Paingadh: Like subsidence-hit Joshimath, villagers of Paingadh village in Chamoli district of Uttarakhand have also been forced to leave their houses due to landslides and cracks appearing in their accommodations.
The hapless villagers are taking shelter in relief camps, tin sheds and even schools.
More than 40 families of the village, which is among the oldest settlements on the bank of the Pindar River near Tharali on the Karnaparayag-Almora National Highway, have become homeless and are living like refugees.
There are over 90 families in the village living there for generations.
The problem of landslides began in the village in 2013 with the Kedarnath disaster, but the matter worsened in October 2021 when cracks began to appear in fields above the village.
“The cracks were small initially and in a year’s time, they widened into holes,” Gopal Dutt, a villager, said.
On October 21 last year, a landslide occurred at around the same place where cracks had appeared and huge boulders fell on houses, killing four people.
The rubble of this landslide has affected almost half of the village and people who used to live in the zone have had to leave their homes and take shelter elsewhere, he said.

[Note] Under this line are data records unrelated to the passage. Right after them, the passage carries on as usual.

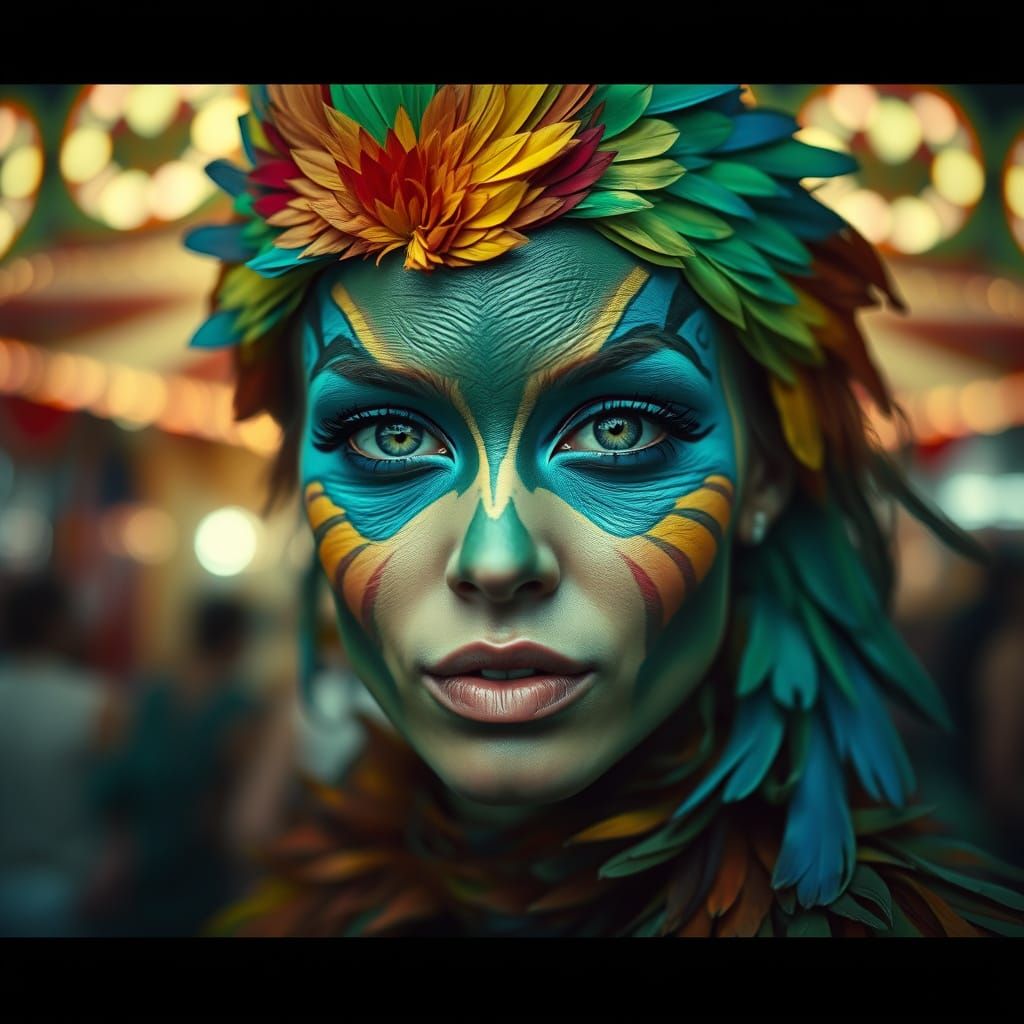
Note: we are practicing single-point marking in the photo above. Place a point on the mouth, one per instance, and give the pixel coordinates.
(518, 682)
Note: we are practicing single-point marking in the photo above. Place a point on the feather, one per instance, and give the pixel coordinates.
(610, 204)
(691, 220)
(754, 743)
(624, 105)
(648, 137)
(818, 848)
(666, 98)
(757, 128)
(865, 736)
(715, 289)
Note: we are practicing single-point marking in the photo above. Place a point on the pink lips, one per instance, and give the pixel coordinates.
(556, 682)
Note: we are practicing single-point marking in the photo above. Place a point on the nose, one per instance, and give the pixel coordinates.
(500, 560)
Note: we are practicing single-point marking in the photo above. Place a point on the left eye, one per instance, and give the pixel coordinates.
(393, 438)
(621, 430)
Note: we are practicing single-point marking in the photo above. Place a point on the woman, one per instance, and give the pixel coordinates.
(590, 481)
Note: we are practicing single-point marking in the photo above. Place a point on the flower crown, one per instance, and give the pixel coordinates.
(685, 176)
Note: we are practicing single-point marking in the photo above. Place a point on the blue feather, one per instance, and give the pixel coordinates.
(225, 242)
(273, 262)
(795, 676)
(757, 735)
(818, 848)
(866, 736)
(758, 128)
(226, 176)
(217, 332)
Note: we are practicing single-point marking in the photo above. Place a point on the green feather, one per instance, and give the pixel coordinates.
(691, 221)
(609, 204)
(715, 289)
(868, 885)
(624, 105)
(699, 131)
(676, 97)
(696, 186)
(609, 229)
(640, 175)
(809, 925)
(647, 138)
(356, 101)
(742, 179)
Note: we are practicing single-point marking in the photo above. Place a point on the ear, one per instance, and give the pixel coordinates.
(769, 486)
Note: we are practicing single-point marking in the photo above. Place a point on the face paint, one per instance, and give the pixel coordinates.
(539, 450)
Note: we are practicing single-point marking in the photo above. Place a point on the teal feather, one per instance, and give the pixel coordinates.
(217, 332)
(818, 848)
(754, 743)
(864, 735)
(698, 131)
(797, 160)
(698, 188)
(667, 98)
(758, 128)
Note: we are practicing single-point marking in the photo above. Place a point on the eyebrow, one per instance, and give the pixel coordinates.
(636, 344)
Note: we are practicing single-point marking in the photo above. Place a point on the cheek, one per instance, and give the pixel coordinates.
(670, 560)
(353, 564)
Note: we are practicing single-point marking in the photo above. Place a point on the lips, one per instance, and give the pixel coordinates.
(555, 681)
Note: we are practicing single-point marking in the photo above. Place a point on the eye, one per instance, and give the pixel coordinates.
(395, 438)
(617, 430)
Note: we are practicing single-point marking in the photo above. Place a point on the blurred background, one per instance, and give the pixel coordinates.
(151, 732)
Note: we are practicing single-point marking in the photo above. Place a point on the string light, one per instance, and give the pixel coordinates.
(20, 170)
(923, 132)
(130, 198)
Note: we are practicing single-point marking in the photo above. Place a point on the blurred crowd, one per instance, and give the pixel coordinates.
(138, 806)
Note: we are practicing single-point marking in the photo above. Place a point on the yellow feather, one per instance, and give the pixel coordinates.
(800, 420)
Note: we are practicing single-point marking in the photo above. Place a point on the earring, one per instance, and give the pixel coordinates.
(760, 526)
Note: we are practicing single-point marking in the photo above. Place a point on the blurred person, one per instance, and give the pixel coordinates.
(170, 787)
(54, 718)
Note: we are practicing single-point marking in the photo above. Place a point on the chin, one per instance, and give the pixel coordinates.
(515, 771)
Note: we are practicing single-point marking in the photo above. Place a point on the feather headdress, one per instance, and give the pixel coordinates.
(686, 176)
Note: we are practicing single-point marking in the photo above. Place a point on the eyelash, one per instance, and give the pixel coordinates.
(681, 423)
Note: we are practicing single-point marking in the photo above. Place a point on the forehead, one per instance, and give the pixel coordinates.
(565, 290)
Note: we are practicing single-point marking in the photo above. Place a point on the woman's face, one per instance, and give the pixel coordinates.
(521, 478)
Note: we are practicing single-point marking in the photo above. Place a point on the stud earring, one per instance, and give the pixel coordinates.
(760, 526)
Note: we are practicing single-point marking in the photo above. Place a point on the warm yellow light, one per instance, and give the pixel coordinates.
(851, 105)
(176, 188)
(148, 535)
(938, 119)
(1014, 188)
(894, 130)
(85, 153)
(868, 212)
(123, 204)
(151, 109)
(108, 101)
(8, 125)
(958, 176)
(7, 229)
(215, 127)
(22, 172)
(915, 226)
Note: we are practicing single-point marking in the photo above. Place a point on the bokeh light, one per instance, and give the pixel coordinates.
(226, 540)
(20, 170)
(1013, 188)
(921, 172)
(133, 155)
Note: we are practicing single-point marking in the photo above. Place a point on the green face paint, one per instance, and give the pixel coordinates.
(542, 449)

Some of the affected families have taken shelter in the houses of relatives, while others have shifted to a school building in the village. .

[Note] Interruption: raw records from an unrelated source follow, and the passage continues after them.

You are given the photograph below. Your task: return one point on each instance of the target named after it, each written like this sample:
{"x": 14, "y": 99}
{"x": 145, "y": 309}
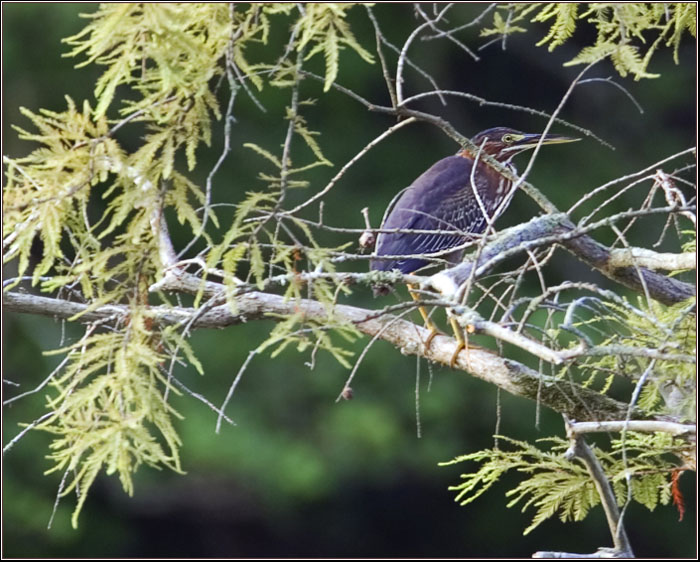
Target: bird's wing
{"x": 430, "y": 203}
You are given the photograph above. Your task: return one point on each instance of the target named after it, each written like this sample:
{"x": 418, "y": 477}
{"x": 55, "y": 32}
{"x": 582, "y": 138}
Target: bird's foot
{"x": 433, "y": 332}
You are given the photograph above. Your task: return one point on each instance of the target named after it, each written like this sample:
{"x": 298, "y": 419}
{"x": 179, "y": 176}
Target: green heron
{"x": 455, "y": 200}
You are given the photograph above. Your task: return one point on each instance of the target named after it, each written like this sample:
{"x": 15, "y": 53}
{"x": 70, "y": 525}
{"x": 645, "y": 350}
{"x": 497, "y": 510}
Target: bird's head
{"x": 503, "y": 143}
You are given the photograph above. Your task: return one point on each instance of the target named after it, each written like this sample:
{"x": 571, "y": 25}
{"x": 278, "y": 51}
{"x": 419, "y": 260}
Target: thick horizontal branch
{"x": 563, "y": 396}
{"x": 643, "y": 426}
{"x": 558, "y": 228}
{"x": 625, "y": 257}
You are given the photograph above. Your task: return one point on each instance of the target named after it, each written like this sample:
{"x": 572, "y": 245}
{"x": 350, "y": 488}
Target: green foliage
{"x": 107, "y": 405}
{"x": 619, "y": 26}
{"x": 162, "y": 65}
{"x": 554, "y": 485}
{"x": 668, "y": 385}
{"x": 323, "y": 25}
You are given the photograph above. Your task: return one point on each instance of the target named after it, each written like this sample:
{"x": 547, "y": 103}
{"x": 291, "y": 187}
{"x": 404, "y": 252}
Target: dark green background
{"x": 301, "y": 475}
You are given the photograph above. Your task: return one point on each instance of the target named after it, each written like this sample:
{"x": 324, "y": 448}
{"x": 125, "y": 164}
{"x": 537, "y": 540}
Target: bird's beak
{"x": 531, "y": 140}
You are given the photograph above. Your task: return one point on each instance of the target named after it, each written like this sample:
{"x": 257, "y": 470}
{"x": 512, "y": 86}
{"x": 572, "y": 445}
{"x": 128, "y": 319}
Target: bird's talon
{"x": 429, "y": 339}
{"x": 455, "y": 355}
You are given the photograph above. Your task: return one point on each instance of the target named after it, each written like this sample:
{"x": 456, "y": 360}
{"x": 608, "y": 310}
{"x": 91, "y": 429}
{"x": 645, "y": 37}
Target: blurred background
{"x": 300, "y": 475}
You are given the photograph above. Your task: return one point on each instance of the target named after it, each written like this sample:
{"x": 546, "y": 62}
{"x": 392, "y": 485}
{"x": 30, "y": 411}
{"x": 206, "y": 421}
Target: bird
{"x": 457, "y": 198}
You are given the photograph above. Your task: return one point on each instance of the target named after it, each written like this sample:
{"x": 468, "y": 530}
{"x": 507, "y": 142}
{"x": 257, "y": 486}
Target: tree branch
{"x": 558, "y": 228}
{"x": 561, "y": 395}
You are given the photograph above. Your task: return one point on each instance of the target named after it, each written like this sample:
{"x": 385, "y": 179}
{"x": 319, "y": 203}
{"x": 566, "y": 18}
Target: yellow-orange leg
{"x": 428, "y": 322}
{"x": 462, "y": 337}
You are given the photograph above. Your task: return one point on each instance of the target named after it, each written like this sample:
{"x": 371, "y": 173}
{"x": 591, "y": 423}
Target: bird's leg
{"x": 412, "y": 290}
{"x": 462, "y": 337}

The only government primary school of the village has been turned into a relief camp, forcing authorities to hold the classes in the junior high school building about one kilometer away.
Children aged between 5-11 years have to walk to their school and also cross a stream on the way.

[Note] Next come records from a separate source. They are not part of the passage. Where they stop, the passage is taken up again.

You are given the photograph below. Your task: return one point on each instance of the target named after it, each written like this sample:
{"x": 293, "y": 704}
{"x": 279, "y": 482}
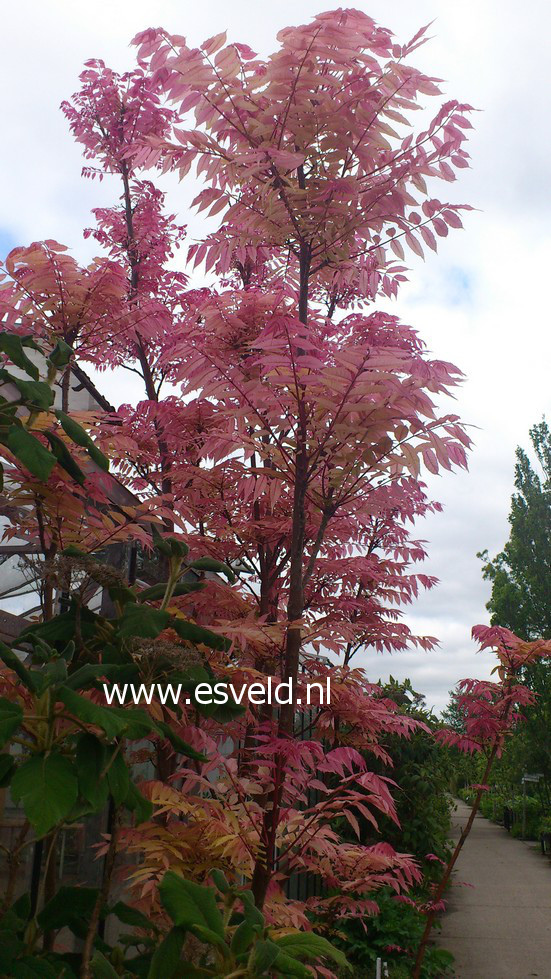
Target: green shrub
{"x": 393, "y": 935}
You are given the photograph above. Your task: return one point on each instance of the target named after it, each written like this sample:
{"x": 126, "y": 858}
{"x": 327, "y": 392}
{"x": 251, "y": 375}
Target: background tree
{"x": 521, "y": 594}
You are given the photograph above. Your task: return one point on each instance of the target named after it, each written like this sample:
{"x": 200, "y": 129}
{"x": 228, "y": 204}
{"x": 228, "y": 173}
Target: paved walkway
{"x": 501, "y": 927}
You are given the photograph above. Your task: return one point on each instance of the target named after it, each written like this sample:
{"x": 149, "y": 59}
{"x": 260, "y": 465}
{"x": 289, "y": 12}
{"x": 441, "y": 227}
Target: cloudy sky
{"x": 481, "y": 303}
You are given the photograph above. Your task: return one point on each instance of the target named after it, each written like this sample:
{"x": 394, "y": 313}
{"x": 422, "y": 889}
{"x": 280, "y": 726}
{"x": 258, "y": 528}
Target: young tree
{"x": 521, "y": 592}
{"x": 285, "y": 423}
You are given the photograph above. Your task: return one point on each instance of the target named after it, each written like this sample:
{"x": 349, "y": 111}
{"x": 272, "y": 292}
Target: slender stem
{"x": 103, "y": 894}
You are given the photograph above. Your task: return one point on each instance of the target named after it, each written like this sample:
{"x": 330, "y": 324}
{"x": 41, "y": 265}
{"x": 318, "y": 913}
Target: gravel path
{"x": 501, "y": 927}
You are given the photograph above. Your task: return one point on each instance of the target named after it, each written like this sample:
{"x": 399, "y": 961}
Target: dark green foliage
{"x": 521, "y": 600}
{"x": 393, "y": 935}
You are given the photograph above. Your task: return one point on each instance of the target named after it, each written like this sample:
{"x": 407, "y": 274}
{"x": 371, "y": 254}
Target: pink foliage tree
{"x": 285, "y": 423}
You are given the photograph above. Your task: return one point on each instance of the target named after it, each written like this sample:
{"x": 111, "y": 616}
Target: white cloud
{"x": 481, "y": 303}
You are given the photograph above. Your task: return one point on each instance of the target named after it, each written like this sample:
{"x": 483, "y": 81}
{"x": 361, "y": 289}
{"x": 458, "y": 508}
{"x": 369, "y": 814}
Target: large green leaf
{"x": 156, "y": 592}
{"x": 118, "y": 778}
{"x": 140, "y": 620}
{"x": 287, "y": 966}
{"x": 166, "y": 962}
{"x": 62, "y": 628}
{"x": 69, "y": 907}
{"x": 65, "y": 458}
{"x": 48, "y": 788}
{"x": 211, "y": 564}
{"x": 7, "y": 765}
{"x": 243, "y": 937}
{"x": 90, "y": 673}
{"x": 307, "y": 945}
{"x": 11, "y": 717}
{"x": 30, "y": 452}
{"x": 81, "y": 437}
{"x": 190, "y": 905}
{"x": 12, "y": 660}
{"x": 101, "y": 968}
{"x": 138, "y": 804}
{"x": 91, "y": 759}
{"x": 11, "y": 344}
{"x": 131, "y": 916}
{"x": 264, "y": 955}
{"x": 36, "y": 393}
{"x": 197, "y": 634}
{"x": 178, "y": 743}
{"x": 103, "y": 717}
{"x": 33, "y": 968}
{"x": 61, "y": 354}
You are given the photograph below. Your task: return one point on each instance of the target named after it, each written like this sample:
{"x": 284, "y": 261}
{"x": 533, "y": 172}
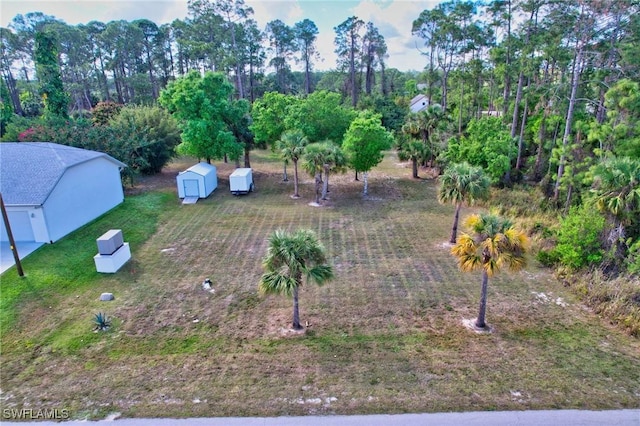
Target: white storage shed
{"x": 50, "y": 190}
{"x": 198, "y": 181}
{"x": 241, "y": 181}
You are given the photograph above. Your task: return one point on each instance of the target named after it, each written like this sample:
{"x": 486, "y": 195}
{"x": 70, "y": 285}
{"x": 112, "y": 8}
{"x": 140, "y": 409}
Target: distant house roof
{"x": 29, "y": 171}
{"x": 418, "y": 103}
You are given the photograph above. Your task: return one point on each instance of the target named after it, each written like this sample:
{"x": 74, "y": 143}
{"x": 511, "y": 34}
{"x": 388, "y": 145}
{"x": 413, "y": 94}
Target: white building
{"x": 199, "y": 181}
{"x": 50, "y": 190}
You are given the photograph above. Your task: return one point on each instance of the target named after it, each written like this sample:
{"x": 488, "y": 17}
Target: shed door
{"x": 191, "y": 188}
{"x": 20, "y": 227}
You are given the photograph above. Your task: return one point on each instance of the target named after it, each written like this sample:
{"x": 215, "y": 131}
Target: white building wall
{"x": 27, "y": 224}
{"x": 85, "y": 192}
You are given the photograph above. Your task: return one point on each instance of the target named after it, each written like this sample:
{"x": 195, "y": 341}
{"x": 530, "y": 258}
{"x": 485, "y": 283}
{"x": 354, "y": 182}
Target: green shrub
{"x": 633, "y": 259}
{"x": 579, "y": 237}
{"x": 548, "y": 257}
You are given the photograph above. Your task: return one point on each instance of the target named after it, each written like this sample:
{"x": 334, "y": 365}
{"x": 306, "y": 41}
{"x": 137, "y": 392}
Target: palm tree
{"x": 335, "y": 161}
{"x": 291, "y": 146}
{"x": 616, "y": 186}
{"x": 493, "y": 243}
{"x": 290, "y": 256}
{"x": 423, "y": 124}
{"x": 314, "y": 158}
{"x": 461, "y": 184}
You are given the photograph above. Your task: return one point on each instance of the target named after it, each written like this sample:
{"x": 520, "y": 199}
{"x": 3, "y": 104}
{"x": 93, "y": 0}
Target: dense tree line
{"x": 532, "y": 91}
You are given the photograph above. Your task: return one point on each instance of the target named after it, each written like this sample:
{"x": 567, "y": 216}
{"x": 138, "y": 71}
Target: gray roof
{"x": 29, "y": 171}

“There is no proposal yet to resume classes in the primary school building. Something definitive about it can be said only after the district administration makes a rehabilitation policy for the village,” Education Officer of Tharali block, Adarsh Kumar told PTI.
Meanwhile, Chamoli District Disaster Management Officer N K Joshi said a tin shed is being built in a secure location where the affected people of the village will be shifted.
However, a villager, Surendra Lal, alleged the shed is being built near a pine forest where there is no water or electricity supply.
One cannot go on foot to the place which can also pose a danger to lives during summer when pine leaves easily catch fire, Lal said.
Dutt said the government was requested to give readymade or prefabricated houses to the affected, but no progress has been made.
The affected families were given Rs 5,000 as disaster relief by the government four months ago.
“Geological scientists also conducted a survey of the village after the landslide, but no one knows what came out of it,” Surendra Lal said.
Jagmohan Singh Gadiya, who retired from the Army and lives in the landslide-affected zone, said, “I now regret my pledge not to migrate from my village”.
District Disaster Management officer Joshi said owners of the damaged houses have been given compensation as per norms. Relocation will be done in accordance with the rehabilitation policy and safe locations are being identified, he said.